Three caribou from soon-to-be-extinct herds in the southern Selkirk and Purcell mountains have been relocated to Revelstoke. The Ministry of Forests, Lands and Natural Resources conceived the plan, in August 2018, as a way of giving the animals a better chance of survival in a region with the larger Columbia North caribou herd.
The caribou is a member of the deer family and adapted to cope with harsh winter conditions. Their large, concave hooves allow them to travel in deep-snow conditions. Today, the woodland caribou is one of the most critically endangered mammals in the U.S., with only a few woodland caribou found south of the Canada border.

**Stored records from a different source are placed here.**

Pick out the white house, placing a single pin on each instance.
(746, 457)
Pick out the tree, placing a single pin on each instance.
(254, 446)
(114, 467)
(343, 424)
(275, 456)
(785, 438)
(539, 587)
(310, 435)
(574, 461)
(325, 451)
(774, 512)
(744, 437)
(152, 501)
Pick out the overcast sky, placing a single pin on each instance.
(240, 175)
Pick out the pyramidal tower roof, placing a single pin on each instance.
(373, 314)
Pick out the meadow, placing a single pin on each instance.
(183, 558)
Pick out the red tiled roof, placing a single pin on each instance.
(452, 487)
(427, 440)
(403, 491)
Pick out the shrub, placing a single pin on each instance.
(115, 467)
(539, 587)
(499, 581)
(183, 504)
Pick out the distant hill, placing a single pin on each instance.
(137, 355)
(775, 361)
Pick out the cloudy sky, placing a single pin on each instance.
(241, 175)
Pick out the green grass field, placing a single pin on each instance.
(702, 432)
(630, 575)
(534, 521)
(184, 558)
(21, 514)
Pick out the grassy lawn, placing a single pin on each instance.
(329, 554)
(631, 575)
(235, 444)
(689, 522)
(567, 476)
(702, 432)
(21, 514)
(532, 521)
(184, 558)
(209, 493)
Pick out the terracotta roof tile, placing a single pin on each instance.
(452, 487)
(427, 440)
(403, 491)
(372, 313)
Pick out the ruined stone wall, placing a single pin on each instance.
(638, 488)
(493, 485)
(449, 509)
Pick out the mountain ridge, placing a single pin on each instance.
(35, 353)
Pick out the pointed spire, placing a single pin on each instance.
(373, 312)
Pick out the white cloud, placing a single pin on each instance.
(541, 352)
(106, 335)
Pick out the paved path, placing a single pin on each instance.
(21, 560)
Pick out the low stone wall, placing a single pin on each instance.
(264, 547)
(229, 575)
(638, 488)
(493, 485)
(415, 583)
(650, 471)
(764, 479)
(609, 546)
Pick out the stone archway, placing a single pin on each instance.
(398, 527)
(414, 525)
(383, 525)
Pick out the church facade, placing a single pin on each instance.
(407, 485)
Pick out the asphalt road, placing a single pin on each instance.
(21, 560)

Canada’s caribou populations have been dwindling over the years as their habitats are becoming increasingly threatened by those seeking natural resources (like timber, gas and oil) that are present there.
Climate change has also been a major factor as this phenomenon cripple food sources and creates irregular weather patterns, making it difficult for caribou to survive. A report in Science reported that the female caribou captured on Jan 14, 2019, is believed to be the last member of the final herd to cross over from Canada into the lower 48 states.
The South Selkirk herd were once part of a larger population of southern mountain caribou whose habitat spanned much of the Pacific Northwest. By 2009, the Selkirk herd was estimated to have about 50 members, living in an ecosystem that stretched from British Columbia to Washington and Idaho.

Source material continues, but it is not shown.